Student Spotlight
Rayne Lewis
By Ainsley Weems | MSU Communication Student Class of 2026
Fourth-year architecture student Rayne Lewis recently presented at the College Art Association’s (CAA) 114th Annual Conference in Chicago, Illinois. The CAA Conference is held every February and serves as the the largest convening of art historians, designers and visual art professionals.
Lewis’s presentation, “The Porch as Threshold: Documenting Memory, Space, and Belonging in Pocahontas, Mississippi,” originated from a summer course project in ART 1023: History of Art Post–1300s. She chose to research the intersections of memory and porch culture as “spaces of visibility, exclusion and generational memory.” To document the built environment, neighborhood dynamics and capture oral history/testimonials, Lewis traveled to her grandmother's neighborhood in Pocahontas.
“In interviewing my grandmother, a key moment was when she described how the porch functioned as both a social and emotional threshold,” Lewis said. “That shifted my research toward understanding porches as spaces of connection rather than just architectural elements.”
In her paper, she examined how porches serve a central and vital role in Black communities in the South as thresholds between personal identity and public life.
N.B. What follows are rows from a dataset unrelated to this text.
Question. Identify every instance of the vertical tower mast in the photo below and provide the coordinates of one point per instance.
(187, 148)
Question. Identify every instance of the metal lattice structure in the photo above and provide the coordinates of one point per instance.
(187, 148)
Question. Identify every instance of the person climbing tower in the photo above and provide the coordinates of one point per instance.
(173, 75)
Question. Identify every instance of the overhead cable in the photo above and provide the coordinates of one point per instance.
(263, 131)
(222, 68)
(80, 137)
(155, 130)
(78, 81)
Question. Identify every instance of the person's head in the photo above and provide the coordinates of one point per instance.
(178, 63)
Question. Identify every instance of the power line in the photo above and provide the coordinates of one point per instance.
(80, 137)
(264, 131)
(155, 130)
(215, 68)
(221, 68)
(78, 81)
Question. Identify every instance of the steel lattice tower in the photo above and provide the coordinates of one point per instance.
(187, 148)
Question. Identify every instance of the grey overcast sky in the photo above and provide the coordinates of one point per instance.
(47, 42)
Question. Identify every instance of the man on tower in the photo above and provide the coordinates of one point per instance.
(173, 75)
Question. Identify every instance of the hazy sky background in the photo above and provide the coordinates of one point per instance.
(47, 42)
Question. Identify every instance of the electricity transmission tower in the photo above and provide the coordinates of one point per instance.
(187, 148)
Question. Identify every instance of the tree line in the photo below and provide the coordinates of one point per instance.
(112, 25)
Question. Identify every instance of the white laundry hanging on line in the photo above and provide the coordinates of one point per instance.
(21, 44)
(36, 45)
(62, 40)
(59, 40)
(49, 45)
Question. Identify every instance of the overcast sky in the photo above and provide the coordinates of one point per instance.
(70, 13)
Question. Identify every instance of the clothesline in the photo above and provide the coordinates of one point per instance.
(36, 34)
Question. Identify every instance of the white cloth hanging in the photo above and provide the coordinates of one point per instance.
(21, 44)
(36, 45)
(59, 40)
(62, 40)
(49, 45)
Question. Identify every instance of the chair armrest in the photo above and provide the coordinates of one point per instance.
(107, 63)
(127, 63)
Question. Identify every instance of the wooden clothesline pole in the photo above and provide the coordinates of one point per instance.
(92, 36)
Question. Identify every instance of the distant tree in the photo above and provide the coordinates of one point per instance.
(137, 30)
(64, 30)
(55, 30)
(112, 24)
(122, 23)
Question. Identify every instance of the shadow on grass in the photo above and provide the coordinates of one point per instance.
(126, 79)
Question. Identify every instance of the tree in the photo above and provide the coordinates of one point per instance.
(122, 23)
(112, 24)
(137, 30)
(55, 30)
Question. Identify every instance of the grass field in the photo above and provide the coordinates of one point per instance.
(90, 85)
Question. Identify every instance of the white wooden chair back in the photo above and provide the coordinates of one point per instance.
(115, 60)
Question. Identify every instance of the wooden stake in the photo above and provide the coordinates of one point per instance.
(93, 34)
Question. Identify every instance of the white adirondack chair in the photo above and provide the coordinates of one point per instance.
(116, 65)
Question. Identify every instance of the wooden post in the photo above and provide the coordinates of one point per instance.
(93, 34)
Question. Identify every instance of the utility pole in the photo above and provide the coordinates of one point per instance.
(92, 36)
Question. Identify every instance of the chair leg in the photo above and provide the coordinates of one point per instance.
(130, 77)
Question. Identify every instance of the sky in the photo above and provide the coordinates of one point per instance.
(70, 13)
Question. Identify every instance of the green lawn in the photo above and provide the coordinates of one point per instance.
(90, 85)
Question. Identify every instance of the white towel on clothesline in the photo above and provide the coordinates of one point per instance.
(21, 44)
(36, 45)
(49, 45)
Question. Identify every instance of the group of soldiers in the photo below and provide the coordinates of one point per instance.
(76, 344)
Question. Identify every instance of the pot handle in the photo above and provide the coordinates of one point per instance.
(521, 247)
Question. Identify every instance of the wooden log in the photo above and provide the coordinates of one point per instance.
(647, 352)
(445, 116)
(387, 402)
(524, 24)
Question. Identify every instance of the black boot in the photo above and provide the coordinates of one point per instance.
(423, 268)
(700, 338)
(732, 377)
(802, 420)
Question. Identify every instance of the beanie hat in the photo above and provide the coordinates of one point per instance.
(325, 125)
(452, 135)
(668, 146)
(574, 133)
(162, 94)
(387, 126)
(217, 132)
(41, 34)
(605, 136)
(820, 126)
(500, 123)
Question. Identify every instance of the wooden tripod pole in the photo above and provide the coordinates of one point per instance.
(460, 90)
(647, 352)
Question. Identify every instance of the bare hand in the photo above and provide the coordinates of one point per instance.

This project resulted in Lewis taking another look at porches and her hometown, thinking deeper about what defines a “home”.
“This experience has redefined ‘home’ as something constructed not just physically, but through memory, interaction and spatial relationships,” Lewis said. “Documenting my hometown revealed how architecture quietly shapes belonging, especially through everyday spaces that often go unnoticed.”
Through this project, Lewis learned that being able to connect personal narratives with spatial analysis has value in architectural discourse. This experience gave her the confidence that her perspective is worth contributing to the field and continue analyzing the world around her.
“Southern architectural elements like porches are often overlooked as purely aesthetic or nostalgic, rather than being understood as critical social infrastructures,” Lewis said. “This project will continue to influence my studio work by encouraging me to design with a deeper awareness of cultural and environmental context.”